Luc Frieden a en effet salué au cours du débat le fait que la Présidence ait tenu compte des remarques du Luxembourg pour accorder toute son importance à la dimension "pays-tiers" de la refonte de la directive. La Présidence hongroise a en effet proposé que l'élargissement de la directive européenne sur la fiscalité de l'épargne soit négocié avec cinq pays non membres de l'Union.
"Je suis heureux de constater que notre thèse porte ses fruits", a déclaré le ministre luxembourgeois, comme le rapporte La Voix dans son édition du 18 mai 2011. "Notre thèse veut que la directive puisse être élargie à des pays tiers à condition que ses dispositions soient appliquées par ces pays".

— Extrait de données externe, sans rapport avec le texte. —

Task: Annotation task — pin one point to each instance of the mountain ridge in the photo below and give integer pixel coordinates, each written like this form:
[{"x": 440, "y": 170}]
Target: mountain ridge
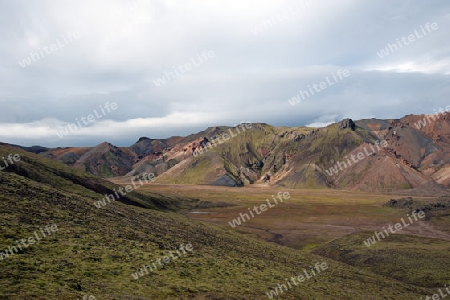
[{"x": 416, "y": 151}]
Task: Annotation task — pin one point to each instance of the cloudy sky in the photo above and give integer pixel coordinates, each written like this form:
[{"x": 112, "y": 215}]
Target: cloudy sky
[{"x": 241, "y": 60}]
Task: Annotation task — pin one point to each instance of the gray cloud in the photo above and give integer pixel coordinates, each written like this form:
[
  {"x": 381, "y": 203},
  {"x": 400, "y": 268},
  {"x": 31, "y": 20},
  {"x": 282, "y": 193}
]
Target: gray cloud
[{"x": 124, "y": 46}]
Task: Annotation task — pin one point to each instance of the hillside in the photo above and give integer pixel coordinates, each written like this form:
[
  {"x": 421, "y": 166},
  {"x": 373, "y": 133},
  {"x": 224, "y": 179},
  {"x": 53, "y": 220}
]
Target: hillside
[
  {"x": 415, "y": 153},
  {"x": 96, "y": 251}
]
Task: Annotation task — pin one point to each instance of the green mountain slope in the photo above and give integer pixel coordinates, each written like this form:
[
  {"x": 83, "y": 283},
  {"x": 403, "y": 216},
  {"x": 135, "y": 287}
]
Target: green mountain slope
[{"x": 96, "y": 251}]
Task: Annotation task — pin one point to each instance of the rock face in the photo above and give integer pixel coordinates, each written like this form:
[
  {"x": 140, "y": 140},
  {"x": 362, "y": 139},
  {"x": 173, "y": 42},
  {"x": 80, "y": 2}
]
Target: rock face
[
  {"x": 347, "y": 123},
  {"x": 292, "y": 157}
]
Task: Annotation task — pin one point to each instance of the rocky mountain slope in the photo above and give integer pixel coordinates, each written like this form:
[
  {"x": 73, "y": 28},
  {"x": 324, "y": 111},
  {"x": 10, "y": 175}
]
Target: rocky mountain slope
[
  {"x": 372, "y": 154},
  {"x": 96, "y": 251}
]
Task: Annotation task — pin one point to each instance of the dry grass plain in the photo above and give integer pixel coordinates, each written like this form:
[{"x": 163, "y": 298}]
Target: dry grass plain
[{"x": 309, "y": 219}]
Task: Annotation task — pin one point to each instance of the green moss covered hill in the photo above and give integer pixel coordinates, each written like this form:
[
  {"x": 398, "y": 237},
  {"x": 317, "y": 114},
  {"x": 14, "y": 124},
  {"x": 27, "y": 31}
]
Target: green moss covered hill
[{"x": 95, "y": 251}]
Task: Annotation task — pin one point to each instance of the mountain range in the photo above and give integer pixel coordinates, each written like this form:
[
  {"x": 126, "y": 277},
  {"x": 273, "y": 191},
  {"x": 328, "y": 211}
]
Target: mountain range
[{"x": 411, "y": 154}]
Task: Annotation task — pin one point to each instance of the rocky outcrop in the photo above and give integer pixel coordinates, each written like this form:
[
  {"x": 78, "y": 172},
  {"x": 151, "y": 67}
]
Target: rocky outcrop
[{"x": 347, "y": 123}]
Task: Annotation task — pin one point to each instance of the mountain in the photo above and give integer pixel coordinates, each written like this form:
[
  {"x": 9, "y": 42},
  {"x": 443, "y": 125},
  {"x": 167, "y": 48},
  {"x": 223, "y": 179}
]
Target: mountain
[
  {"x": 372, "y": 155},
  {"x": 101, "y": 251}
]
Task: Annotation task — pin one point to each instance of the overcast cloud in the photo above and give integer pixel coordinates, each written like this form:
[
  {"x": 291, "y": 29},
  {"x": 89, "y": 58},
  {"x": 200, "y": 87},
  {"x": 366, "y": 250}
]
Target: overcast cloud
[{"x": 125, "y": 46}]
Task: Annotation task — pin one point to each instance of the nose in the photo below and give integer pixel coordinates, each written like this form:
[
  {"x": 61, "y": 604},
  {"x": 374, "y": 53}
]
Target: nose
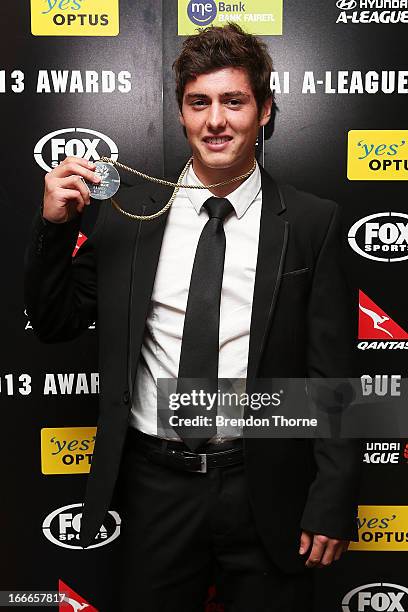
[{"x": 216, "y": 119}]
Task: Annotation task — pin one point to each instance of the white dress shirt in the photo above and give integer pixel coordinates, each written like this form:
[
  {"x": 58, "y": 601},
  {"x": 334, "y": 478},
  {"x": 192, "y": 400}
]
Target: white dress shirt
[{"x": 160, "y": 352}]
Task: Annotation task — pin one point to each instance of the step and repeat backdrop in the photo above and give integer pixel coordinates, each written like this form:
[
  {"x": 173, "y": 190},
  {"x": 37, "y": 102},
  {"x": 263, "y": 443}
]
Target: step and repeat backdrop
[{"x": 93, "y": 78}]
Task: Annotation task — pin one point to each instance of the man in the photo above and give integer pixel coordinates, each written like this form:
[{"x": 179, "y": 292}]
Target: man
[{"x": 249, "y": 268}]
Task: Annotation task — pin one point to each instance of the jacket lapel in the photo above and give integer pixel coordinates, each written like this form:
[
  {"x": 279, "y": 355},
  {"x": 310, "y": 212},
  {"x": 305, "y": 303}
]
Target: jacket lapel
[{"x": 273, "y": 237}]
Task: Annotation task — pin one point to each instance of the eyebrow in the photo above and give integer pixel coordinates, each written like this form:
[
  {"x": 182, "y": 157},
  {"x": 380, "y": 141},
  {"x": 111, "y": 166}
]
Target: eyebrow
[{"x": 226, "y": 94}]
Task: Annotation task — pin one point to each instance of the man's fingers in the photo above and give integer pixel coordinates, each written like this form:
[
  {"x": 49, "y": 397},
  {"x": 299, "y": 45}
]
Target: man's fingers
[
  {"x": 319, "y": 545},
  {"x": 73, "y": 168},
  {"x": 332, "y": 547},
  {"x": 73, "y": 194},
  {"x": 76, "y": 183},
  {"x": 305, "y": 542},
  {"x": 79, "y": 160}
]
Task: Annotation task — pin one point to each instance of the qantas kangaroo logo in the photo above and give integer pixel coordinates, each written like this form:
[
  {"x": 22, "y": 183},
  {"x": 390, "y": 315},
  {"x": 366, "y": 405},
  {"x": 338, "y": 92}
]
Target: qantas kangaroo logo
[{"x": 374, "y": 323}]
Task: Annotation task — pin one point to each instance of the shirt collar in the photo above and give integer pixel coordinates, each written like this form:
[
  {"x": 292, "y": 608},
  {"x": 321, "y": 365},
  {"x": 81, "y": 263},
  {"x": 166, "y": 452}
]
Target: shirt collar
[{"x": 241, "y": 198}]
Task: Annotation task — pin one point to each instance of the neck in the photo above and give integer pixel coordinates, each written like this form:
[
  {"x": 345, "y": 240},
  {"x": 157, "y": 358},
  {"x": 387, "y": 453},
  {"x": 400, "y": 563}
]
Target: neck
[{"x": 209, "y": 176}]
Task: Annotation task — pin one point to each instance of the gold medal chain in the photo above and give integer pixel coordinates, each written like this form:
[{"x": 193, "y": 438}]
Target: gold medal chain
[
  {"x": 159, "y": 212},
  {"x": 177, "y": 186}
]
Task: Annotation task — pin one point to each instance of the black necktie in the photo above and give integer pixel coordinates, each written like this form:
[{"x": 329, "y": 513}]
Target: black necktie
[{"x": 198, "y": 367}]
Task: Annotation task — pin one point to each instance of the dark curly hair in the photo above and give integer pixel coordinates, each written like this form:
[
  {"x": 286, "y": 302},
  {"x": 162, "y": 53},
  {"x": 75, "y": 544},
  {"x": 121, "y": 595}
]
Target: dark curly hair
[{"x": 222, "y": 47}]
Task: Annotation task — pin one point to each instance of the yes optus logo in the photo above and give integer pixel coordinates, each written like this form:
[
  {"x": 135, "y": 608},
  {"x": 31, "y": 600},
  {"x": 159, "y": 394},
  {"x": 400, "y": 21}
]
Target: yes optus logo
[
  {"x": 377, "y": 155},
  {"x": 202, "y": 13},
  {"x": 75, "y": 17}
]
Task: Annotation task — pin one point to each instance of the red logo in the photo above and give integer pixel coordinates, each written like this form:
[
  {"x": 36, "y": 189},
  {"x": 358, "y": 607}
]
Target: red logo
[
  {"x": 80, "y": 241},
  {"x": 374, "y": 323},
  {"x": 72, "y": 602}
]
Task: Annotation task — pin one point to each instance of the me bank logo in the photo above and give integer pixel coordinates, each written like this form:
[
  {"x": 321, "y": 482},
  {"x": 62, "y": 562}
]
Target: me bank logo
[
  {"x": 254, "y": 16},
  {"x": 75, "y": 17}
]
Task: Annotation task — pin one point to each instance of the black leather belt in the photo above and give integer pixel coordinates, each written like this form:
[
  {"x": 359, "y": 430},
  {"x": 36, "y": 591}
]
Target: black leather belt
[{"x": 174, "y": 454}]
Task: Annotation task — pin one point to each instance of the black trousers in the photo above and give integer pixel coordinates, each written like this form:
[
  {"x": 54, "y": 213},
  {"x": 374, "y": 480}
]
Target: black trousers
[{"x": 183, "y": 532}]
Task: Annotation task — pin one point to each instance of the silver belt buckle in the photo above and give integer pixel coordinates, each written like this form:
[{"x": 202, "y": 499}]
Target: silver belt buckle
[{"x": 203, "y": 466}]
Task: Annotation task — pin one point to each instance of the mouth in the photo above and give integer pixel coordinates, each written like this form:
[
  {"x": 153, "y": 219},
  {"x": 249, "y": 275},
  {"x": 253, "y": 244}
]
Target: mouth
[{"x": 217, "y": 143}]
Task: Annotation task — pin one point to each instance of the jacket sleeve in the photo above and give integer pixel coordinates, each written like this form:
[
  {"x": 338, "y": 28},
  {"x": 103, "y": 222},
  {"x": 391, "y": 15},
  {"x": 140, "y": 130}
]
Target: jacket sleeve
[
  {"x": 59, "y": 290},
  {"x": 331, "y": 508}
]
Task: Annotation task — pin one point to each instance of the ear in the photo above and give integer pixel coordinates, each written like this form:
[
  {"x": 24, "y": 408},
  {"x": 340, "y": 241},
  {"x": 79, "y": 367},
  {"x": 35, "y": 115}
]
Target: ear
[
  {"x": 181, "y": 119},
  {"x": 266, "y": 112}
]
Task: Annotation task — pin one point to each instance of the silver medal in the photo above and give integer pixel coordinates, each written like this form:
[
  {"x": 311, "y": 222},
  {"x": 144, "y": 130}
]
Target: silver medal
[{"x": 110, "y": 181}]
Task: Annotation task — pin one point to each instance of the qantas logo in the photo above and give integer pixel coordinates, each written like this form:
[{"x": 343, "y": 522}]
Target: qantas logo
[
  {"x": 374, "y": 323},
  {"x": 71, "y": 601}
]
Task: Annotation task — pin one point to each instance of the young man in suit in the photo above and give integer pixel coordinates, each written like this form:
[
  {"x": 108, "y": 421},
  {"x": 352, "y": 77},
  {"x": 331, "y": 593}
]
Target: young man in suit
[{"x": 238, "y": 281}]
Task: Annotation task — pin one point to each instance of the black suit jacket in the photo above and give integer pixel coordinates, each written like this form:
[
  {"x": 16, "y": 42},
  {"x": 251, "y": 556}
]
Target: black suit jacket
[{"x": 299, "y": 328}]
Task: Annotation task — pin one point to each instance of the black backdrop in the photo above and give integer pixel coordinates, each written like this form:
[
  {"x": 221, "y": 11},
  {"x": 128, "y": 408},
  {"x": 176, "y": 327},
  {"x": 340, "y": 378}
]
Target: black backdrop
[{"x": 307, "y": 149}]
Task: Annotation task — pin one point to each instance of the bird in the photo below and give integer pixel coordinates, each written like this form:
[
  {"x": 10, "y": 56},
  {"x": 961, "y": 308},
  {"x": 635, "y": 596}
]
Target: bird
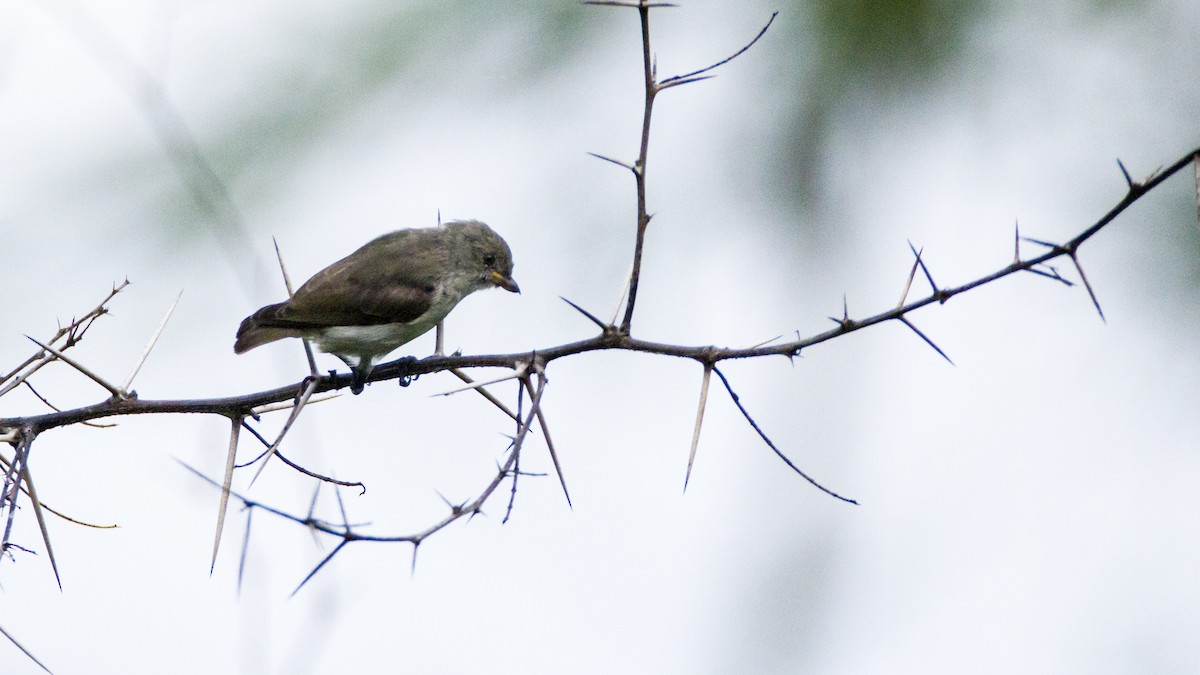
[{"x": 389, "y": 292}]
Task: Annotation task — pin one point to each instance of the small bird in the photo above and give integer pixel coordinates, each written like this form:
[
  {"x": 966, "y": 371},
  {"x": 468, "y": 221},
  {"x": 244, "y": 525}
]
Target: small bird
[{"x": 387, "y": 293}]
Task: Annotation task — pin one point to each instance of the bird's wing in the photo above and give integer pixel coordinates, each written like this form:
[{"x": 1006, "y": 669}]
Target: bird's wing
[{"x": 390, "y": 280}]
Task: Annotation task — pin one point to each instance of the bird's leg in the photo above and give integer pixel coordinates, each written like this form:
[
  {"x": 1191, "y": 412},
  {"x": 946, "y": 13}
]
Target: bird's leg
[
  {"x": 406, "y": 380},
  {"x": 359, "y": 378}
]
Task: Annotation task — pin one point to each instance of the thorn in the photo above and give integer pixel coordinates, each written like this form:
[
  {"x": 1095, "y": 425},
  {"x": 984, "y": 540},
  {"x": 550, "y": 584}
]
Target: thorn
[
  {"x": 154, "y": 340},
  {"x": 618, "y": 162},
  {"x": 1129, "y": 179},
  {"x": 762, "y": 435},
  {"x": 117, "y": 393},
  {"x": 924, "y": 269},
  {"x": 1017, "y": 243},
  {"x": 587, "y": 314},
  {"x": 1091, "y": 293},
  {"x": 700, "y": 420}
]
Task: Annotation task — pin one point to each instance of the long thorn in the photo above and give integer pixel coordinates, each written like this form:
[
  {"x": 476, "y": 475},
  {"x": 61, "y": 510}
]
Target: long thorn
[
  {"x": 226, "y": 483},
  {"x": 154, "y": 340},
  {"x": 700, "y": 422},
  {"x": 762, "y": 435},
  {"x": 1091, "y": 293}
]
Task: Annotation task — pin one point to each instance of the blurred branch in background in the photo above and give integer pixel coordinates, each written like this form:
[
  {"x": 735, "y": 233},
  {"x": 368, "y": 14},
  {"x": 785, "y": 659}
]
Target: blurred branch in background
[{"x": 529, "y": 366}]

Seul obstacle désormais, la position italienne, défendue avec vigueur par le ministre Giulio Tremonti. Pour lui la directive en question a été "écrite par la Suisse", et il dénonce l’absence de sanctions à l’encontre des opérateurs ou des Etats membres ne respectant pas ce texte dont il regrette qu’il soit "systématiquement violé". Le ministre attend que la Commission présente son rapport sur l’application de cette directive.
Luc Frieden constate donc "un blocage", mais il souligne que "la dimension pays tiers reste prévue". Pour le ministre luxembourgeois, qui est cité par le Luxemburger Wort et par le Tageblatt dans leur édition du 18 mai 2011, le contrôle du respect de la directive par tous les Etats est important, mais les sanctions que demande Giulio Tremonti ne sont pas nécessaires au vu des possibilités offertes par les traités.
Le ministre luxembourgeois a bon espoir que la Présidence et la Commission trouvent une solution avec l’Italie d’ici à la prochaine réunion des ministres des Finances qui aura lieu en juin à Luxembourg. Et il espère aussi que le Conseil donnera vite mandat à la Commission pour négocier avec les pays tiers concernés l’élargissement de la directive.